Scala DataInputStream, for comprehension, Try, currying, tailrec
This post if from 2016, hope its helpful (it’s aimed at me when I’ve forgotten how)
Trying to come up with a functional way to read a data file I came accross lots of alternatives, but along the way I wrote the code below. Which introduces quite a few concepts.
The code first, which you can cut and paste, and some notes and explanation later while its relatively fresh in my mind
package com.jonathanplay.tryandforcomprehension
import java.io.{DataInputStream, FileInputStream}
import scala.annotation.tailrec
import scala.collection.mutable.ArrayBuffer
import scala.util.{Failure, Success, Try}
object OpenAndReadAFile extends App {
def readingData(fileName: String): Option[List[(Int, Long, Int)]] = {
@tailrec
def readDataInputStream(acc: ArrayBuffer[(Int, Long, Int)], dis: DataInputStream): Try[List[(Int, Long, Int)]] = {
if (dis.available() == 0) Success(acc.toList)
else readDataInputStream(acc += Tuple3(dis.readInt(), dis.readLong, dis.readInt), dis)
}
def using[A <: {def close() : Unit}, B](closeable: A)(f: A => B): B =
try f(closeable) finally closeable.close()
def readIndexFileStream(fis: FileInputStream): Try[List[(Int, Long, Int)]] = {
for {
dis <- Try(new DataInputStream(fis))
listOfTuples <- readDataInputStream(ArrayBuffer.empty[(Int, Long, Int)], dis)
} yield listOfTuples
}
def readIndexFile(): Option[List[(Int, Long, Int)]] = {
Try(using(new FileInputStream(fileName))(readIndexFileStream)).flatten
} match {
case Success(result) => Some(result)
case Failure(ex) =>
println(s"Could not read file $fileName, detail ${ex.getClass.getName}:${ex.getMessage}")
None
}
readIndexFile()
}
readingData("FileDoesNotExist")
readingData("C:\\tmp\\exampleindexfile.idx")
}
Scala upper bound parameter <:
We want to only accept a parameter which implements a close method.
[A <: {def close() : Unit}, B]
A must be of a type which implements close.
def using[A <: {def close() : Unit}, B](closeable: A)(f: A => B): B =
The function called using has two types, A must have a close method, and B is anything.
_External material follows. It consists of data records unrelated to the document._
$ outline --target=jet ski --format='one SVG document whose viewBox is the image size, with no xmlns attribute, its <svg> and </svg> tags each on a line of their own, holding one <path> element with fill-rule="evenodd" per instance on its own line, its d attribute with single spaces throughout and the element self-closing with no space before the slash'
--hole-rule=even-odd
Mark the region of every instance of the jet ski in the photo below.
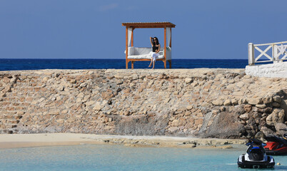
<svg viewBox="0 0 287 171">
<path fill-rule="evenodd" d="M 246 153 L 240 155 L 237 165 L 241 168 L 273 168 L 272 156 L 267 155 L 263 146 L 266 144 L 257 139 L 251 139 L 246 143 Z"/>
<path fill-rule="evenodd" d="M 267 142 L 264 147 L 267 155 L 287 155 L 287 133 L 283 138 L 276 135 L 268 135 L 266 137 Z"/>
</svg>

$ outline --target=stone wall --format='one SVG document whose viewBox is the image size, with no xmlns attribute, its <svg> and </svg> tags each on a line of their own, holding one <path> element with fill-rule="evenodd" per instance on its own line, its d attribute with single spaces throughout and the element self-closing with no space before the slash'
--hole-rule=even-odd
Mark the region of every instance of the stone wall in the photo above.
<svg viewBox="0 0 287 171">
<path fill-rule="evenodd" d="M 243 69 L 0 72 L 0 133 L 236 138 L 281 134 L 286 78 Z"/>
</svg>

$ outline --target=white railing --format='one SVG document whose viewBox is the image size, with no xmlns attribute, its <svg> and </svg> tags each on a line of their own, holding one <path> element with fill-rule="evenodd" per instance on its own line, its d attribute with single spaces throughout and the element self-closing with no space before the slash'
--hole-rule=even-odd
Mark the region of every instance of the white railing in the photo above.
<svg viewBox="0 0 287 171">
<path fill-rule="evenodd" d="M 264 50 L 261 50 L 264 48 Z M 272 52 L 270 50 L 272 50 Z M 255 51 L 257 50 L 257 51 Z M 248 43 L 248 65 L 253 66 L 256 63 L 264 62 L 282 62 L 287 60 L 287 41 L 265 43 L 265 44 L 253 44 Z M 255 57 L 255 51 L 259 55 Z M 256 54 L 257 55 L 257 54 Z"/>
</svg>

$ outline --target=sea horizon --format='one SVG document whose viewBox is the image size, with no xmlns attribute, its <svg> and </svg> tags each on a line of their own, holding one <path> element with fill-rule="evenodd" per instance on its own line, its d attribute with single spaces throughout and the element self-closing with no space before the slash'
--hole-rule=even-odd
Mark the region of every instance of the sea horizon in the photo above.
<svg viewBox="0 0 287 171">
<path fill-rule="evenodd" d="M 134 62 L 135 69 L 150 68 L 150 61 Z M 131 68 L 129 63 L 129 68 Z M 247 59 L 173 59 L 171 68 L 245 68 Z M 169 63 L 166 63 L 169 68 Z M 105 58 L 0 58 L 0 71 L 42 69 L 125 69 L 126 59 Z M 164 68 L 156 62 L 156 69 Z"/>
</svg>

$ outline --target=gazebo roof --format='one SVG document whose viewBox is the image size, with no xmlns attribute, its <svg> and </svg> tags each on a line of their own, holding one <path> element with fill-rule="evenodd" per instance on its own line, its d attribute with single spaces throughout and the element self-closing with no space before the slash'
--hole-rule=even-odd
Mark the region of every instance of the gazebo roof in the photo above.
<svg viewBox="0 0 287 171">
<path fill-rule="evenodd" d="M 153 23 L 122 23 L 124 26 L 136 28 L 174 28 L 176 25 L 170 22 L 153 22 Z"/>
</svg>

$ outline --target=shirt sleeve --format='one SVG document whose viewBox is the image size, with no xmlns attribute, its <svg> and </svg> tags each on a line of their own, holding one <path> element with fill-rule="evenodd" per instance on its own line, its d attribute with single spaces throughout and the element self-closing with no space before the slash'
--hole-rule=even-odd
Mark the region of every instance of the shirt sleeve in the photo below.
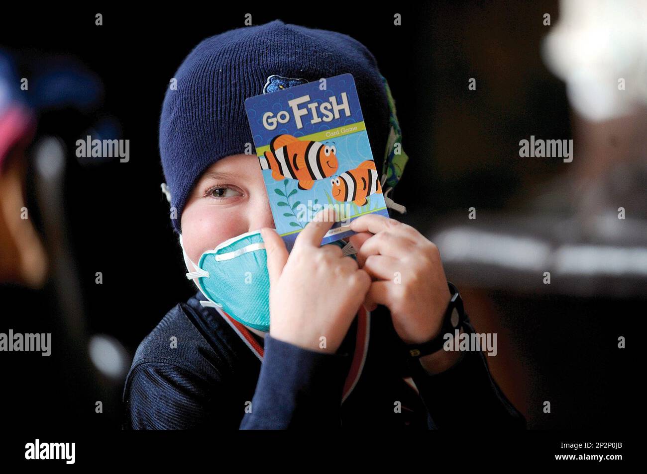
<svg viewBox="0 0 647 474">
<path fill-rule="evenodd" d="M 207 380 L 171 364 L 133 367 L 124 390 L 124 429 L 204 428 L 218 406 Z"/>
<path fill-rule="evenodd" d="M 311 351 L 265 335 L 251 410 L 241 429 L 340 428 L 347 353 Z"/>
<path fill-rule="evenodd" d="M 465 333 L 474 333 L 468 320 Z M 413 365 L 412 378 L 428 411 L 430 429 L 496 426 L 525 429 L 525 418 L 492 378 L 481 351 L 467 351 L 447 370 L 428 374 Z"/>
</svg>

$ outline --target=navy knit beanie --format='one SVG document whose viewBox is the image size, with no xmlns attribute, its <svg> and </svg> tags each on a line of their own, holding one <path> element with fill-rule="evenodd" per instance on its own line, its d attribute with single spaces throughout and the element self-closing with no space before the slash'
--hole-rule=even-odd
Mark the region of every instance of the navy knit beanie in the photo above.
<svg viewBox="0 0 647 474">
<path fill-rule="evenodd" d="M 269 76 L 310 82 L 346 72 L 355 77 L 371 149 L 381 170 L 389 103 L 375 58 L 359 41 L 275 20 L 231 30 L 195 46 L 175 73 L 177 88 L 166 91 L 160 119 L 160 154 L 176 211 L 175 230 L 181 232 L 182 209 L 202 173 L 221 158 L 245 153 L 246 143 L 254 150 L 245 100 L 263 94 Z"/>
</svg>

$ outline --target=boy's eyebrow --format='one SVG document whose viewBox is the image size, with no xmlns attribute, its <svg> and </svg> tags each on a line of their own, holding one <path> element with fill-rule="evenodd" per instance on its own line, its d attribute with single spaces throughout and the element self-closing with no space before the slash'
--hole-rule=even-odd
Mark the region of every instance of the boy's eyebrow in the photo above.
<svg viewBox="0 0 647 474">
<path fill-rule="evenodd" d="M 226 171 L 210 171 L 204 174 L 204 177 L 214 180 L 232 180 L 236 178 L 236 175 Z"/>
</svg>

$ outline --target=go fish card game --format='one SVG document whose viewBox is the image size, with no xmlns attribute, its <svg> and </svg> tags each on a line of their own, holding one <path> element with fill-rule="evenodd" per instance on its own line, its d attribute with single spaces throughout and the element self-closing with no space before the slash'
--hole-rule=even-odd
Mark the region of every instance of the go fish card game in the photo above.
<svg viewBox="0 0 647 474">
<path fill-rule="evenodd" d="M 325 207 L 338 222 L 322 245 L 355 232 L 365 214 L 389 216 L 352 74 L 313 82 L 273 75 L 245 101 L 276 232 L 292 250 Z"/>
</svg>

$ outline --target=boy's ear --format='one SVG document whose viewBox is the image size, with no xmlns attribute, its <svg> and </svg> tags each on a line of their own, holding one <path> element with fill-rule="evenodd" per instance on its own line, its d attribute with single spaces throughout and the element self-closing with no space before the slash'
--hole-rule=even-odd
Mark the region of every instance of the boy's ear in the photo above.
<svg viewBox="0 0 647 474">
<path fill-rule="evenodd" d="M 357 257 L 357 263 L 359 264 L 360 267 L 363 267 L 366 259 L 360 254 L 359 251 L 362 248 L 362 245 L 364 243 L 366 242 L 368 239 L 373 236 L 373 234 L 369 232 L 358 232 L 354 235 L 351 235 L 348 238 L 349 242 L 353 244 L 353 246 L 357 249 L 357 253 L 355 254 L 355 256 Z"/>
</svg>

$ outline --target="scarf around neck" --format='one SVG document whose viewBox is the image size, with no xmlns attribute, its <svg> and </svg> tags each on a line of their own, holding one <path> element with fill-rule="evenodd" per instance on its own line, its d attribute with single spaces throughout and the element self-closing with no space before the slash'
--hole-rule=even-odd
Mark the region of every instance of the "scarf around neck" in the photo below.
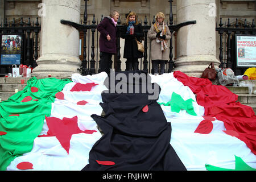
<svg viewBox="0 0 256 182">
<path fill-rule="evenodd" d="M 135 23 L 135 21 L 132 21 L 132 22 L 128 22 L 129 26 L 128 26 L 128 27 L 127 27 L 127 31 L 126 31 L 126 34 L 130 34 L 130 27 L 131 26 L 133 26 L 133 25 Z"/>
<path fill-rule="evenodd" d="M 163 22 L 163 24 L 160 24 L 158 22 L 155 22 L 154 24 L 154 27 L 155 28 L 155 31 L 156 33 L 158 33 L 160 31 L 162 31 L 161 32 L 161 36 L 163 36 L 164 35 L 166 35 L 167 32 L 167 28 L 166 24 L 164 24 L 164 22 Z M 161 44 L 161 50 L 162 51 L 164 51 L 167 48 L 168 48 L 168 42 L 166 40 L 160 40 L 158 38 L 156 38 L 156 42 L 160 43 Z"/>
<path fill-rule="evenodd" d="M 117 22 L 115 22 L 115 21 L 114 20 L 114 18 L 111 18 L 111 19 L 112 20 L 113 23 L 114 23 L 115 27 L 116 27 Z"/>
</svg>

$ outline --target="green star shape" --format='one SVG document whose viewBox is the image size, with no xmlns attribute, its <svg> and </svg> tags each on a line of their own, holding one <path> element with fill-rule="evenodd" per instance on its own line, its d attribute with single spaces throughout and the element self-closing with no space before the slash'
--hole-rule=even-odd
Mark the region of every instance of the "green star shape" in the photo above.
<svg viewBox="0 0 256 182">
<path fill-rule="evenodd" d="M 234 169 L 222 168 L 208 164 L 205 164 L 205 168 L 208 171 L 256 171 L 256 169 L 248 166 L 241 158 L 235 155 L 235 159 L 236 167 Z"/>
<path fill-rule="evenodd" d="M 171 106 L 171 110 L 172 112 L 179 113 L 181 109 L 184 109 L 192 115 L 196 115 L 194 111 L 192 102 L 195 102 L 192 98 L 184 101 L 180 95 L 172 92 L 171 101 L 168 102 L 158 102 L 159 105 Z"/>
</svg>

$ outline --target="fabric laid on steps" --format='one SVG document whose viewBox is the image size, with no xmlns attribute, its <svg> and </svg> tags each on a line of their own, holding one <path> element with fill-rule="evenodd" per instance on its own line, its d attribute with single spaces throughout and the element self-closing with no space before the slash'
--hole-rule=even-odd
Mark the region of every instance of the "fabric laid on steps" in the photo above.
<svg viewBox="0 0 256 182">
<path fill-rule="evenodd" d="M 158 102 L 171 100 L 172 93 L 181 96 L 184 100 L 189 98 L 196 100 L 195 94 L 189 87 L 185 86 L 174 77 L 173 73 L 159 76 L 150 75 L 152 82 L 161 87 Z M 192 77 L 188 82 L 198 82 Z M 204 79 L 206 80 L 206 79 Z M 204 80 L 205 82 L 205 81 Z M 204 85 L 199 83 L 199 86 Z M 191 86 L 195 88 L 196 87 Z M 198 90 L 198 89 L 195 89 Z M 193 102 L 197 115 L 192 115 L 185 110 L 180 112 L 172 111 L 171 106 L 161 105 L 167 122 L 172 126 L 170 143 L 187 170 L 206 170 L 205 164 L 213 164 L 226 168 L 234 168 L 235 155 L 242 158 L 250 166 L 256 167 L 256 156 L 243 141 L 235 136 L 226 134 L 223 131 L 227 129 L 223 121 L 214 117 L 213 128 L 208 134 L 195 133 L 199 123 L 205 117 L 205 109 Z"/>
<path fill-rule="evenodd" d="M 46 115 L 51 114 L 55 93 L 71 81 L 34 77 L 23 90 L 0 103 L 0 131 L 7 133 L 0 136 L 0 170 L 6 170 L 15 158 L 32 150 Z M 30 99 L 22 102 L 24 98 Z"/>
<path fill-rule="evenodd" d="M 129 91 L 129 86 L 134 89 L 135 85 L 142 90 L 142 80 L 123 80 L 129 73 L 144 74 L 147 88 L 151 86 L 148 84 L 152 85 L 150 77 L 141 71 L 121 72 L 115 76 L 119 73 L 126 76 L 121 81 L 114 80 L 113 84 L 110 76 L 109 93 L 102 94 L 100 105 L 105 116 L 92 115 L 104 135 L 90 151 L 89 164 L 83 170 L 186 170 L 170 143 L 170 123 L 166 122 L 156 100 L 148 99 L 148 90 L 144 93 L 110 92 L 111 86 L 120 85 L 127 86 L 123 91 Z M 158 85 L 152 85 L 160 92 Z M 143 111 L 145 106 L 148 109 Z"/>
<path fill-rule="evenodd" d="M 256 154 L 256 116 L 251 107 L 236 102 L 237 95 L 208 79 L 188 77 L 180 71 L 174 75 L 197 94 L 197 103 L 205 107 L 205 115 L 216 117 L 227 130 L 238 133 L 237 137 Z"/>
<path fill-rule="evenodd" d="M 62 91 L 60 90 L 64 93 L 64 100 L 55 98 L 54 102 L 51 104 L 52 110 L 49 117 L 61 120 L 64 118 L 77 118 L 78 129 L 81 133 L 72 135 L 68 154 L 55 136 L 36 137 L 31 151 L 15 158 L 7 167 L 7 170 L 19 170 L 16 167 L 17 164 L 23 162 L 29 162 L 33 164 L 33 169 L 28 170 L 36 171 L 77 171 L 88 163 L 89 152 L 93 144 L 101 137 L 97 124 L 90 115 L 93 114 L 100 115 L 102 111 L 99 104 L 102 102 L 102 91 L 107 89 L 103 85 L 107 75 L 82 76 L 75 74 L 75 81 L 78 82 L 80 81 L 83 84 L 94 82 L 98 85 L 93 86 L 90 91 L 71 92 L 76 82 L 69 82 L 65 85 Z M 88 103 L 82 105 L 77 104 L 81 100 Z M 82 133 L 86 130 L 96 131 L 92 134 Z M 49 127 L 44 119 L 39 135 L 47 135 Z"/>
</svg>

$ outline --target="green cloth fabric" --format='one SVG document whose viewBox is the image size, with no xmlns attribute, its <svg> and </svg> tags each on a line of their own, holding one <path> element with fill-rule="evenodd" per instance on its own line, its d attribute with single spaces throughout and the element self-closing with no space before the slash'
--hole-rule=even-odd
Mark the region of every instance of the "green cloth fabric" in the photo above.
<svg viewBox="0 0 256 182">
<path fill-rule="evenodd" d="M 168 102 L 158 102 L 159 105 L 164 106 L 171 106 L 171 110 L 172 112 L 179 113 L 181 109 L 184 109 L 187 112 L 192 115 L 196 115 L 195 112 L 192 102 L 195 102 L 192 98 L 184 101 L 180 95 L 172 92 L 171 101 Z"/>
<path fill-rule="evenodd" d="M 6 170 L 16 157 L 31 151 L 46 116 L 51 115 L 55 94 L 70 82 L 69 79 L 33 77 L 23 90 L 0 102 L 0 131 L 7 133 L 0 135 L 1 171 Z M 38 91 L 32 92 L 31 87 L 36 87 Z M 21 102 L 27 96 L 31 97 L 32 100 Z M 12 114 L 19 115 L 9 116 Z"/>
<path fill-rule="evenodd" d="M 235 155 L 236 167 L 235 169 L 226 169 L 205 164 L 205 168 L 208 171 L 256 171 L 248 166 L 241 158 Z"/>
</svg>

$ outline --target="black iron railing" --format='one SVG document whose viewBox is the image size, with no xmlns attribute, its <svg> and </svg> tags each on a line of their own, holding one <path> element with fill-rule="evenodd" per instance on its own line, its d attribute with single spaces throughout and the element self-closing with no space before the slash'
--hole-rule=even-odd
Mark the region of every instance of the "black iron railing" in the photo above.
<svg viewBox="0 0 256 182">
<path fill-rule="evenodd" d="M 75 22 L 72 22 L 71 21 L 68 21 L 65 20 L 61 20 L 60 22 L 64 24 L 67 24 L 69 26 L 71 26 L 76 29 L 77 29 L 79 31 L 81 31 L 84 34 L 84 46 L 83 46 L 83 53 L 82 53 L 82 64 L 81 67 L 81 75 L 85 75 L 88 74 L 95 74 L 99 72 L 99 71 L 100 71 L 101 68 L 98 68 L 98 70 L 96 68 L 97 68 L 97 65 L 99 65 L 99 63 L 101 61 L 100 58 L 101 58 L 101 54 L 100 53 L 100 60 L 98 60 L 98 57 L 96 57 L 96 60 L 94 59 L 95 53 L 94 53 L 94 48 L 96 47 L 96 51 L 98 51 L 98 43 L 97 42 L 97 45 L 96 45 L 96 47 L 94 46 L 94 41 L 95 41 L 95 37 L 94 37 L 94 34 L 96 32 L 97 24 L 96 24 L 96 22 L 95 20 L 95 15 L 93 15 L 93 20 L 92 21 L 92 24 L 87 24 L 88 23 L 88 14 L 87 14 L 87 1 L 85 0 L 85 10 L 84 10 L 84 22 L 83 24 L 78 24 Z M 182 23 L 180 23 L 179 24 L 174 24 L 173 22 L 173 14 L 172 14 L 172 0 L 169 0 L 168 2 L 170 2 L 170 16 L 169 16 L 169 23 L 168 23 L 168 27 L 170 28 L 170 30 L 171 31 L 171 33 L 172 34 L 172 38 L 170 40 L 170 53 L 169 55 L 170 60 L 168 60 L 168 64 L 167 64 L 166 65 L 166 72 L 171 72 L 173 71 L 174 68 L 175 67 L 175 64 L 174 63 L 173 61 L 173 35 L 174 32 L 177 32 L 177 30 L 181 28 L 183 26 L 185 26 L 188 24 L 195 24 L 196 23 L 196 21 L 189 21 L 189 22 L 186 22 Z M 101 16 L 101 20 L 103 19 L 103 15 Z M 154 20 L 152 21 L 152 23 L 154 23 L 155 22 L 155 19 L 154 18 Z M 145 16 L 144 20 L 143 22 L 143 23 L 142 23 L 142 28 L 143 29 L 144 34 L 144 52 L 143 53 L 143 57 L 141 60 L 140 63 L 141 66 L 140 69 L 141 70 L 143 70 L 147 72 L 150 72 L 150 54 L 149 53 L 150 59 L 148 60 L 148 53 L 150 52 L 150 47 L 149 47 L 149 51 L 148 51 L 148 40 L 147 38 L 147 32 L 148 30 L 151 27 L 150 24 L 148 24 L 148 21 L 147 16 Z M 122 23 L 120 21 L 120 19 L 118 19 L 118 21 L 117 22 L 117 54 L 115 55 L 115 61 L 114 61 L 114 68 L 115 69 L 115 71 L 121 71 L 121 53 L 120 52 L 121 49 L 121 46 L 120 46 L 120 33 L 123 29 L 124 26 L 122 24 Z M 89 47 L 88 47 L 88 49 L 87 49 L 87 46 L 86 46 L 86 34 L 88 31 L 88 34 L 92 32 L 92 36 L 91 36 L 91 41 L 88 42 L 88 45 L 89 45 L 89 44 L 91 43 L 92 46 L 91 46 L 91 60 L 89 61 L 87 60 L 87 51 L 89 50 Z M 90 37 L 88 37 L 88 39 L 90 39 Z M 149 44 L 150 45 L 150 44 Z M 89 46 L 88 46 L 89 47 Z M 88 55 L 89 55 L 89 53 L 88 53 Z M 143 61 L 142 61 L 143 59 Z"/>
<path fill-rule="evenodd" d="M 38 18 L 36 18 L 36 22 L 32 23 L 30 18 L 28 18 L 27 23 L 23 22 L 23 18 L 19 19 L 19 23 L 17 24 L 15 18 L 13 18 L 11 23 L 7 23 L 7 18 L 5 18 L 3 23 L 1 22 L 1 24 L 0 39 L 3 35 L 21 35 L 22 39 L 20 43 L 22 51 L 20 64 L 35 68 L 37 65 L 36 60 L 39 56 L 38 35 L 41 30 Z M 2 46 L 2 42 L 1 43 L 0 46 Z M 11 65 L 1 64 L 0 74 L 11 73 Z"/>
<path fill-rule="evenodd" d="M 220 18 L 218 23 L 216 23 L 216 31 L 220 35 L 219 60 L 220 68 L 230 68 L 234 71 L 236 75 L 242 75 L 249 67 L 239 68 L 236 66 L 236 35 L 256 35 L 254 19 L 251 23 L 245 19 L 242 22 L 237 18 L 236 22 L 231 23 L 229 18 L 228 22 L 222 22 Z"/>
</svg>

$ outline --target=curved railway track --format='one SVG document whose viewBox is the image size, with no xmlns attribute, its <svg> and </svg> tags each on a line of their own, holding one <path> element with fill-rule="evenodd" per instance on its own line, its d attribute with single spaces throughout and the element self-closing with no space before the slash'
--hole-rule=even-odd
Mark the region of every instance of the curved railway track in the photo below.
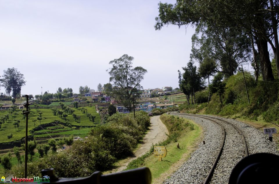
<svg viewBox="0 0 279 184">
<path fill-rule="evenodd" d="M 223 125 L 222 125 L 221 123 L 217 122 L 214 120 L 213 119 L 215 119 L 215 120 L 218 120 L 219 121 L 222 121 L 223 122 L 225 122 L 226 123 L 228 123 L 233 127 L 235 128 L 237 130 L 238 132 L 239 133 L 239 134 L 241 136 L 242 138 L 242 141 L 243 142 L 243 144 L 244 145 L 244 149 L 245 150 L 245 156 L 248 156 L 248 150 L 247 148 L 247 146 L 246 144 L 246 141 L 245 140 L 245 138 L 244 137 L 244 136 L 243 136 L 243 134 L 242 133 L 241 131 L 239 129 L 239 128 L 235 125 L 229 122 L 228 121 L 224 120 L 223 119 L 220 119 L 220 118 L 216 118 L 215 117 L 212 117 L 211 116 L 205 116 L 204 115 L 197 115 L 197 114 L 187 114 L 183 113 L 177 113 L 175 112 L 170 112 L 170 114 L 176 114 L 178 115 L 184 115 L 185 116 L 195 116 L 199 117 L 200 118 L 203 118 L 204 119 L 205 119 L 209 120 L 210 121 L 212 121 L 214 122 L 215 123 L 219 124 L 223 130 L 223 142 L 222 143 L 222 145 L 221 146 L 221 147 L 220 148 L 220 150 L 219 152 L 219 153 L 216 159 L 215 160 L 215 161 L 214 161 L 214 163 L 212 165 L 212 166 L 211 167 L 211 169 L 210 169 L 209 172 L 208 174 L 207 175 L 204 181 L 204 182 L 203 183 L 204 184 L 207 184 L 208 183 L 209 183 L 210 181 L 211 180 L 212 176 L 213 176 L 213 173 L 214 172 L 214 170 L 216 168 L 217 165 L 217 164 L 218 163 L 218 161 L 219 159 L 220 158 L 220 157 L 221 156 L 221 155 L 222 154 L 222 152 L 223 152 L 223 149 L 224 147 L 224 145 L 225 144 L 225 141 L 226 140 L 226 131 L 225 131 L 225 128 Z"/>
</svg>

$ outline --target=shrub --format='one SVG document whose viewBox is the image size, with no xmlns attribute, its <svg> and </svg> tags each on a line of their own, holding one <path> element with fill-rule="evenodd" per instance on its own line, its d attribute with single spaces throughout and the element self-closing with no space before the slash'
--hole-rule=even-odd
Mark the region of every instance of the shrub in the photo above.
<svg viewBox="0 0 279 184">
<path fill-rule="evenodd" d="M 279 101 L 277 101 L 268 110 L 263 113 L 264 119 L 267 122 L 279 123 Z"/>
<path fill-rule="evenodd" d="M 198 103 L 207 102 L 208 99 L 208 91 L 202 91 L 196 93 L 196 101 Z"/>
</svg>

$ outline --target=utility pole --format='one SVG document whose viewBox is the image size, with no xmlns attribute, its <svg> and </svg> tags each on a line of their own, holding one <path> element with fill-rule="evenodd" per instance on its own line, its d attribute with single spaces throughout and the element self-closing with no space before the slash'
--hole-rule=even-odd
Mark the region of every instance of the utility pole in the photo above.
<svg viewBox="0 0 279 184">
<path fill-rule="evenodd" d="M 243 70 L 243 67 L 241 65 L 241 68 L 242 68 L 242 73 L 243 74 L 243 77 L 244 78 L 244 83 L 245 83 L 245 88 L 246 89 L 246 94 L 247 94 L 247 99 L 248 99 L 248 103 L 250 103 L 250 101 L 249 100 L 249 95 L 248 94 L 248 91 L 247 90 L 247 86 L 246 86 L 246 81 L 245 79 L 245 76 L 244 75 L 244 71 Z"/>
<path fill-rule="evenodd" d="M 28 95 L 25 95 L 26 97 L 26 104 L 24 106 L 26 108 L 26 111 L 23 112 L 23 114 L 26 114 L 26 125 L 25 127 L 25 160 L 24 161 L 25 167 L 24 170 L 24 176 L 25 178 L 27 178 L 27 161 L 28 160 L 28 154 L 27 150 L 27 144 L 28 142 L 28 114 L 30 112 L 28 111 L 28 107 L 29 105 L 28 103 Z"/>
<path fill-rule="evenodd" d="M 134 98 L 133 98 L 133 107 L 134 108 L 134 117 L 135 118 L 135 119 L 136 119 L 136 114 L 135 113 L 135 103 L 134 102 L 134 101 L 135 99 Z"/>
<path fill-rule="evenodd" d="M 146 112 L 146 99 L 145 99 L 145 112 Z"/>
</svg>

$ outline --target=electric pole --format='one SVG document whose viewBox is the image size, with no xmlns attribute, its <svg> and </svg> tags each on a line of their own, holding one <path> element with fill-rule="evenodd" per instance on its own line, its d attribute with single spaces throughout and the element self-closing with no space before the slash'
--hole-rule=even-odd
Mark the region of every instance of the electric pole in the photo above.
<svg viewBox="0 0 279 184">
<path fill-rule="evenodd" d="M 241 65 L 241 68 L 242 68 L 242 73 L 243 74 L 243 77 L 244 78 L 244 83 L 245 84 L 245 88 L 246 89 L 246 94 L 247 94 L 247 99 L 248 99 L 248 103 L 250 103 L 250 101 L 249 100 L 249 95 L 248 94 L 248 90 L 247 90 L 247 86 L 246 86 L 246 81 L 245 79 L 245 76 L 244 75 L 244 71 L 243 70 L 243 67 Z"/>
<path fill-rule="evenodd" d="M 28 142 L 28 114 L 30 112 L 28 111 L 28 107 L 29 104 L 28 103 L 28 99 L 29 96 L 27 95 L 25 95 L 26 98 L 26 104 L 24 105 L 24 106 L 26 108 L 26 111 L 23 112 L 23 114 L 26 116 L 26 125 L 25 127 L 25 160 L 24 161 L 25 167 L 24 170 L 24 176 L 25 178 L 27 178 L 27 161 L 28 160 L 28 154 L 27 150 L 27 144 Z"/>
</svg>

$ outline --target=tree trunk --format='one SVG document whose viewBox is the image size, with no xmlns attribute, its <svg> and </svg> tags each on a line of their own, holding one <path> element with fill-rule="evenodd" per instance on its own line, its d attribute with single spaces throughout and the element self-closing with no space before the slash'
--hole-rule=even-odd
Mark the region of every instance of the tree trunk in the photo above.
<svg viewBox="0 0 279 184">
<path fill-rule="evenodd" d="M 257 45 L 260 58 L 261 66 L 262 73 L 262 78 L 264 81 L 268 81 L 274 80 L 271 68 L 271 63 L 269 59 L 269 54 L 267 47 L 267 41 L 261 37 L 259 37 Z"/>
<path fill-rule="evenodd" d="M 254 39 L 252 34 L 250 36 L 251 38 L 251 43 L 252 46 L 252 50 L 253 51 L 253 63 L 254 63 L 254 69 L 255 70 L 255 81 L 258 81 L 258 78 L 259 77 L 259 67 L 256 61 L 256 50 L 254 46 Z"/>
<path fill-rule="evenodd" d="M 186 96 L 186 99 L 187 99 L 187 101 L 188 102 L 188 105 L 189 105 L 190 96 L 188 96 L 187 95 L 185 95 L 185 96 Z"/>
<path fill-rule="evenodd" d="M 195 96 L 195 89 L 193 88 L 193 94 L 194 94 L 194 103 L 196 104 L 196 96 Z"/>
<path fill-rule="evenodd" d="M 272 47 L 273 53 L 275 57 L 275 63 L 276 64 L 276 69 L 277 69 L 277 75 L 279 78 L 279 52 L 278 52 L 278 48 L 279 48 L 279 41 L 278 41 L 278 34 L 277 31 L 277 21 L 275 15 L 274 14 L 274 5 L 272 0 L 269 0 L 270 3 L 270 9 L 271 10 L 271 20 L 272 23 L 272 28 L 273 30 L 273 35 L 274 36 L 274 43 L 275 48 Z"/>
<path fill-rule="evenodd" d="M 208 78 L 208 99 L 207 102 L 209 103 L 209 99 L 210 98 L 210 90 L 209 90 L 209 75 L 208 75 L 207 76 Z"/>
</svg>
The function then has two parameters. closeable is the parameter name, and it is of type A, while the second parameter is a function which takes a parameter of type A and returns type B.
How to close a resource in scale?
This is a copy paste from the thousands of other sites which show ‘using’
// A has to have a close function, and f is a function to run but we always close after
def using[A <: {def close() : Unit}, B](closeable: A)(f: A => B): B =
try f(closeable) finally closeable.close()
Which is fine, you call this curried function as below - and note that there are lots of wierd syntax versions to call it. The function which actually reads the file is ‘readIndexFileStream’
// With no _ or (_) scala can determine the type and know that readIndexFileStream is a function
// In some cases it wont be able to in which case you must use (_) or _ depending on your aim
using(new FileInputStream(fileName))(readIndexFileStream))
// alternative syntax, where _ means pass in as a function value - evaluated as it is used
using(new FileInputStream(fileName))(readIndexFileStream(_))
// Or the _ which means a partially applied function
using(new FileInputStream(fileName))(readIndexFileStream _)
Scala function value or partially applied function??
All praise to Scala Puzzlers, puzzle 12 for this information.
Scala allows you to leave off the underscore after a method name when it knows the expected type is a function, and the type of the function is consistent with the signature of the method.
A function value is not evaluated until it is used, and it is evaluated every time.
A partially applied function has parameters evaluated at the time… tell you what, read scala puzzlers, puzzle 12! ( also called “Count Me Now, Count Me Later”)
How to use Try for exception processing in Scala?
The for comprehension has a series of generators which are called in turn, providing a previous one did not fail. We are using an aspect of Try for this - Try is great as it says the functions may fail in a recoverable way. The for comprehension is composing operations which return Try with minimum syntax overhead.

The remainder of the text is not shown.